Tips and Best Practices

  • Define images at module level — Modal caches image layers; rebuilding only when pip_install or commands change avoids unnecessary image builds.
  • Use @app.cls with container_idle_timeout for inference services — keeps containers warm to eliminate cold start latency for real-time APIs.
  • volume.commit() must be called explicitly after writes — Modal volumes are not automatically synced; forgetting this loses data.
  • GPU selection matters for costT4 is cheapest for inference, A10G is a good training balance, A100-80GB for large models; use gpu="any" for flexibility.
  • timeout defaults to 300s — always set a longer timeout for training jobs; the max is 86400s (24 hours).
  • Secrets never appear in logs or images — they are injected as environment variables at runtime; never bake secrets into the image with env().

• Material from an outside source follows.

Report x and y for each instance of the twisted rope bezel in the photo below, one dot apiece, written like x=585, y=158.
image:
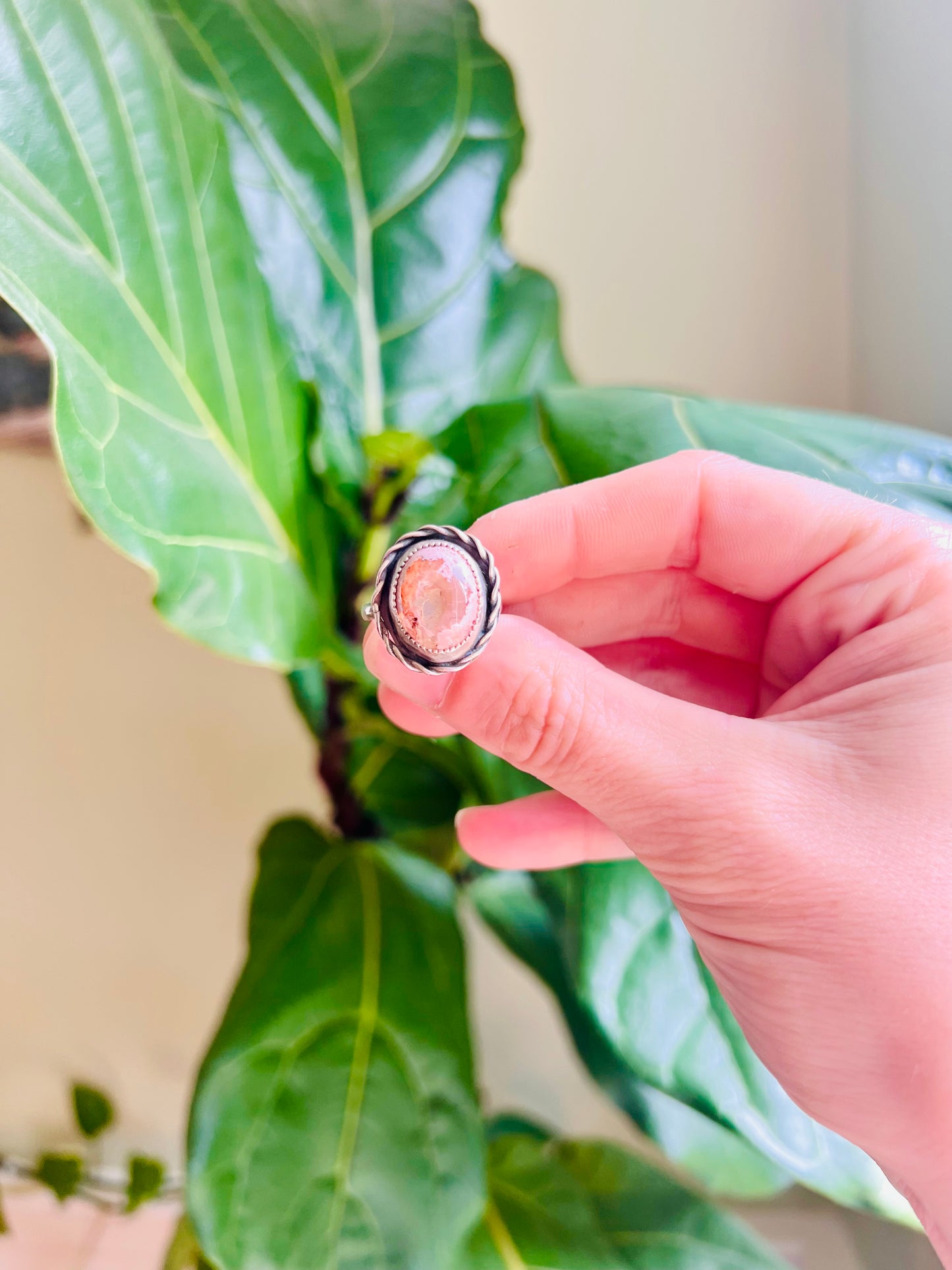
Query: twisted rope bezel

  • modal shell app.py::image opens an interactive container with your image — invaluable for debugging dependency issues.
  • return_exceptions=True in .map() prevents one failed item from killing the entire batch — handle errors item by item.
  • Use modal serve for web endpoint development — it hot-reloads on file changes so you can iterate without redeploying.
  • Volumes are regional — ensure your volume and functions are in the same region to avoid cross-region transfer costs and latency.
  • allow_concurrent_inputs on @app.cls enables a single container to handle multiple requests — critical for GPU cost efficiency on inference workloads.
  • Prefer @app.local_entrypoint() over if __name__ == "__main__" for Modal apps — it integrates with the Modal CLI and runs inside the Modal context automatically.